Thursday, May 10, 2012

Ten Minutes: One Year

And so, it’s been a year.
A year since we shut the doors, sold off the equipment and walked away.

Funny…it just doesn’t seem that long. 

I’d like to say I’ve come a long way…but I haven’t.  I’d like to say I learned something and moved on…not so much.  I’d like to say I’m better for the experience…jury’s still out on that one.

I know that if I had never tried my hand at the thing I thought I wanted the most, my life would have been a little bit…worse.  Not that I would have known it, perhaps.  But I know it now.  I know there are things I can’t shouldn’t do.  I know that, in the immortal words of Mr. Spock, “having is not so pleasing a thing, after all, as wanting.”  Might have been a less exhausting way to learn this, but such is life.

I’m beginning to learn, now, that there is more to life than work.  Certainly, for the five years we owned the restaurant, my life was All About Work.  But I realize that this was the case for me for many years before that.  I wondered, today, if I had always been that way, or if I had learned this from my husband.  How did my self-image get so tangled up in what I did for a living?  When did “job” become Job One?  How fouled up is it to have wasted so many years choosing to make my occupation my number one priority?  I am worthy of more…so much more than that.

There are things about my “retirement” that don’t make me happy.  I have gained weight; I am out of shape.  And I’m shocked at how quickly, at my age, the body can deteriorate from lack of use.  I have nothing but time, but I don’t use it well.  I’m not sure whether my recovery is not yet complete (maybe I’m still “resting?”) or if I have become a certified Couch Potato.  I’m still finding it difficult to focus; still having a hard time finding sustained joy in anything.  I’ve heard it said that these are signs of “depression…”  But I choose not to accept that diagnosis.

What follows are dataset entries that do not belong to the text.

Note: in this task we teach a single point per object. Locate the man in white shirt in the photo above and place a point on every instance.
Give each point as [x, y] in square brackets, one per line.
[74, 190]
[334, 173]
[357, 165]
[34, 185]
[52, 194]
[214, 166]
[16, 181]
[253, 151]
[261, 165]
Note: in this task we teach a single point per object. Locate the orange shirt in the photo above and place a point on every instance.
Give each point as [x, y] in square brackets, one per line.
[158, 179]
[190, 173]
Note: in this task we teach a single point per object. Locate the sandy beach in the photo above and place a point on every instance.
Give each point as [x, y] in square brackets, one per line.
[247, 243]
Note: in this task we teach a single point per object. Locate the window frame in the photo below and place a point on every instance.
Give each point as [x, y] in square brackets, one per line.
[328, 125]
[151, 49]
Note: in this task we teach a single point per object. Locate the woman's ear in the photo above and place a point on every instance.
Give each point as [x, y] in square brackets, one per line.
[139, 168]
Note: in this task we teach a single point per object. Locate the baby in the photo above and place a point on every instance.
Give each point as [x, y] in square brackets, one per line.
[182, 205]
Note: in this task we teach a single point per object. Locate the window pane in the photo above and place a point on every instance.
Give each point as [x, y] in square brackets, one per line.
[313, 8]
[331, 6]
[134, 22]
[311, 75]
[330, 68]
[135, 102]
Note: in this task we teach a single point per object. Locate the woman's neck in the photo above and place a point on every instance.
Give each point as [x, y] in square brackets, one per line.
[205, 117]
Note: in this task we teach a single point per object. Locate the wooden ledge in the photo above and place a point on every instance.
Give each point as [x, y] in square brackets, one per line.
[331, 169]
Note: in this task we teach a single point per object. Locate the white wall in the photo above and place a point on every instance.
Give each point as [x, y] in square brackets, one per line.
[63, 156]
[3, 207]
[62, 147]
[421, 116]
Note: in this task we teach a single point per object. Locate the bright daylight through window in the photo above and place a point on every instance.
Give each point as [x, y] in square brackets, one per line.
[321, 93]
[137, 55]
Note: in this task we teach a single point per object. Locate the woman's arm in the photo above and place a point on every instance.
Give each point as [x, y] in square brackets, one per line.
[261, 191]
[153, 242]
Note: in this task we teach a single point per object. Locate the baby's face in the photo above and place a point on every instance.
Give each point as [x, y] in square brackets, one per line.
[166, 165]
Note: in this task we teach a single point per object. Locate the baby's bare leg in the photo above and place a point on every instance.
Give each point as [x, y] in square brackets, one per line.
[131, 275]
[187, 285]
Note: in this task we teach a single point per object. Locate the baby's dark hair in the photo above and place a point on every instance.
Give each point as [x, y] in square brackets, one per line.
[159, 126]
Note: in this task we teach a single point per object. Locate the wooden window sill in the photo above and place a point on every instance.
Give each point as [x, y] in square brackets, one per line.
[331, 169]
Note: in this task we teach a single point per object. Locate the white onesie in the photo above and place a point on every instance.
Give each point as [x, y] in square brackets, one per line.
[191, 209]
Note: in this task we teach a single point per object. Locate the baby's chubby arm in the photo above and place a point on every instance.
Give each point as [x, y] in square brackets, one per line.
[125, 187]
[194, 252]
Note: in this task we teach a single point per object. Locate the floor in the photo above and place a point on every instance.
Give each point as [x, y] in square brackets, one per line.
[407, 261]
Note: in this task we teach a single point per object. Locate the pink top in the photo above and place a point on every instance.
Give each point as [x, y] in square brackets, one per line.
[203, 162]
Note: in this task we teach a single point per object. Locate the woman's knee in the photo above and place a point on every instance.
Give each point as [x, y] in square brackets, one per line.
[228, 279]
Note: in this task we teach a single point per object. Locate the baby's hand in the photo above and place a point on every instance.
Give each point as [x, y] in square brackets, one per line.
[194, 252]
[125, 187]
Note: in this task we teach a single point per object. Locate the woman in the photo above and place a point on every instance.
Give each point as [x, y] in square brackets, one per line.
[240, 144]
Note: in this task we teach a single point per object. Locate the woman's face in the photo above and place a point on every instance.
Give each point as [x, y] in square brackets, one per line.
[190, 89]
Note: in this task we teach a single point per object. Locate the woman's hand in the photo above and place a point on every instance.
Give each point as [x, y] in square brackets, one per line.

And so, I’m inching forward…not sure, still, where I’m bound.  The thing with which I seem to be having the most trouble is dreams.  Plans.  Hopes.  I feel too old to dream, to plan, to hope.  Like I’ve reached a point where I’m not sure what plans or dreams are practical or even sane.  It kind of scares the hell out of me. 


  1. Lisa -

    So much of what your write runs completely parallel to what I am experiencing. Circumstances are completely different but the feelings of emptiness (depression), "poor" use of time, lack of motivation, inability to allow for hope and dreams...WOW, do I resonate with you.

    Is it the product of being this age? Don't you end up wondering about those who say "your 50's are the prime of your life"? How did this happen and how do we MOVE ON?!?

    Just wanted you to know that I hear you....from the bottom of my heart and the depth of my spirit.

  2. Ladies: I know from whence I speak. Feelings of emptiness, lack of motivation, hopelessness? Get thee some help. Saying "I refuse to accept a diagnosis of depression" is like saying "I refuse to accept a diagnosis of cancer."

    You are gifted women with the possibility of many wonderfully creative years ahead. Love to you both.

  3. Sorry, Robin. If accepting a "diagnosis" of depression means jumping on the anti-depressant bandwagon, I'm SO not interested. I can find my own way out of my own pit. I have done and will do again. Now there's a Plan...

  4. No, that's not what I meant at all. I didn't say anything about meds. Only about seeking help and guidance.

  5. Robin--I read your post this morning. NOW I think I know what you were talking about. Depression can be dangerous, and you have experienced first-hand what it can do in its most lethal untreated form. I appreciate your knowledge and concern, and I take it very seriously. Thank you, my friend!

    As far as guidance goes, I'll be signing up for a couple of retreats at a center up near The Mountain that specializes in shamanistic and nature-based spirituality. Really looking forward to it!